The focus of this study is upon the evolution of vocational and technical education at the primary and secondary levels in Eastern Nigeria from 1900 to the 1970's. The areas known as Eastern Nigeria existed formally as a distinct administrative and then political unit only between 1939 and 1967 under the name of the Eastern Region. The region was composed of several provinces that had from 1900 to 1939 formed part of Southern Nigeria along with the various provinces of the West. In 1967 the military regime divided the Eastern Region into three states as part of a national territorial reorganization that created twelve states out of the three large regions (Eastern, Western and Northern). The three Eastern States, which followed old provincial lines, were called the East Central State (Capital at Enugu); the South-Eastern State (Capital at Calabar) ; and · the Rivers State (Capital at Port Harcourt). The East Central state contained two-thirds to three-quarters of the population of the former Eastern Region and had a largely Ibo population. The South-Eastern States most numerous people were the Ibibio and the Rivers State the Ijaw.
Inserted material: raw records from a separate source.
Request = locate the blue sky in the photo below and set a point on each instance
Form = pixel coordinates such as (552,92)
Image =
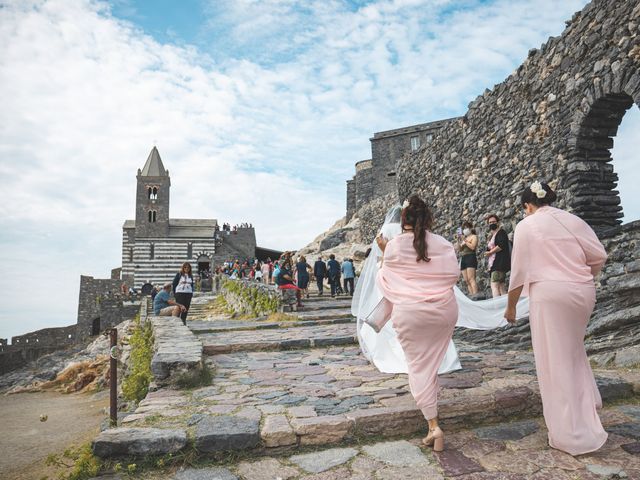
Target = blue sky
(253,104)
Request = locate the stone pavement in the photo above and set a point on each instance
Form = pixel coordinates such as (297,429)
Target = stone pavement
(279,391)
(506,451)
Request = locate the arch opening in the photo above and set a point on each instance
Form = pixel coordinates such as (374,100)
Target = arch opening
(591,181)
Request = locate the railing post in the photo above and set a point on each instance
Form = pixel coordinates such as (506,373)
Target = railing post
(113,377)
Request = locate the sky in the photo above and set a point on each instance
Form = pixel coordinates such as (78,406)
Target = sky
(259,109)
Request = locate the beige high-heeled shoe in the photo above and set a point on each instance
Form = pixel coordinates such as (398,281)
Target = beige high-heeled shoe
(435,438)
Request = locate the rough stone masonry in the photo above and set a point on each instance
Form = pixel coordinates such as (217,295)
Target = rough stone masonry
(554,118)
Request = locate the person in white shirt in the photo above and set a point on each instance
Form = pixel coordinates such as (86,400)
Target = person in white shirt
(183,289)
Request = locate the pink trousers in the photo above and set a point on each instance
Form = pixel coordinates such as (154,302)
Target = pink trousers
(424,331)
(558,314)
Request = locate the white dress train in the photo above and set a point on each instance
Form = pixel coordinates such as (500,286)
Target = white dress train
(383,349)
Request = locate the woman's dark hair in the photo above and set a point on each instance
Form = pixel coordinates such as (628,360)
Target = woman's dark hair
(528,196)
(469,225)
(419,217)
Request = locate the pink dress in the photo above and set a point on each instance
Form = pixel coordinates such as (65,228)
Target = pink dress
(424,309)
(555,257)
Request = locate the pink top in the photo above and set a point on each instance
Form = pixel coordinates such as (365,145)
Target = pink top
(554,245)
(403,280)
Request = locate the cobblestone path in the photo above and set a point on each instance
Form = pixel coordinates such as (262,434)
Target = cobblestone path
(300,400)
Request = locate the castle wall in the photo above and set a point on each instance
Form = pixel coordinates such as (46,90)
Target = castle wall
(240,244)
(92,290)
(351,198)
(553,119)
(364,183)
(168,256)
(31,346)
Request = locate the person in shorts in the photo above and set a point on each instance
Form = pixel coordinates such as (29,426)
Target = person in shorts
(163,306)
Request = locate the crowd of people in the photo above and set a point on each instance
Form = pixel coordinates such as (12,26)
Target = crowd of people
(497,255)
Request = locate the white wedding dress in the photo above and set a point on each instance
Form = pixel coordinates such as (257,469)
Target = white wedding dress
(383,349)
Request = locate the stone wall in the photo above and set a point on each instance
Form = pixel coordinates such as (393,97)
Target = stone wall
(553,118)
(31,346)
(240,244)
(100,306)
(351,198)
(388,147)
(363,183)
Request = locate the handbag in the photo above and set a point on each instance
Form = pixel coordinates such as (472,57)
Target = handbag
(380,315)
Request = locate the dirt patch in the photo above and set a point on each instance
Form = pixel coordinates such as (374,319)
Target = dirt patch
(25,441)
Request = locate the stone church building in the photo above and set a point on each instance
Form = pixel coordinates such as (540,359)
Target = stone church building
(154,245)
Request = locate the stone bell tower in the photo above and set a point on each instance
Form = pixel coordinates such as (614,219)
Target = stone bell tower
(152,198)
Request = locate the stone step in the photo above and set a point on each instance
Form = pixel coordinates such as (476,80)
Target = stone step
(204,326)
(304,314)
(328,396)
(279,339)
(509,450)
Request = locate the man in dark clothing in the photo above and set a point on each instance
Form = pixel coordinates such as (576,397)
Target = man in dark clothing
(319,271)
(334,274)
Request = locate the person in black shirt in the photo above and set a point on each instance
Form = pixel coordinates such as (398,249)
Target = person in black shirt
(498,256)
(320,271)
(334,274)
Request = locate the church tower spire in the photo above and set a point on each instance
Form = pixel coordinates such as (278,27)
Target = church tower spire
(152,198)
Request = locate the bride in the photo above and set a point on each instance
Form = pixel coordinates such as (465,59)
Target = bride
(383,348)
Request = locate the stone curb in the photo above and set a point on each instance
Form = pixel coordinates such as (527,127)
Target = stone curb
(293,344)
(177,350)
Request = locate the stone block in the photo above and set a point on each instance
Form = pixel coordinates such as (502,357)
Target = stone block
(277,432)
(508,431)
(226,432)
(322,430)
(267,469)
(400,453)
(119,442)
(387,421)
(613,388)
(214,473)
(324,460)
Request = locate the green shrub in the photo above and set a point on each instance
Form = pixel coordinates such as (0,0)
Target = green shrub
(136,383)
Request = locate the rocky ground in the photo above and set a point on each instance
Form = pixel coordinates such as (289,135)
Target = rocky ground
(295,399)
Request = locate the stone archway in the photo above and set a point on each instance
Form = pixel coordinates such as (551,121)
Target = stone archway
(591,180)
In 1976 another military regime further divided the most populous states in order to give Nigeria nineteen states. Tlius the East Central State was divided into Anambra-State (Capital at Enugu) and the Imo State ( Capital at owerri). The South-Eastern state was renamed the Cross River State reflecting the use of the names of Rivers (Cross River, Anambra River, Imo River) and "Rivers" from the various mouths of the Niger River to designate the four Eastern States. Between the period 1967 to 1976, the study draws more from the populous East Central State, from which most documentation is also available.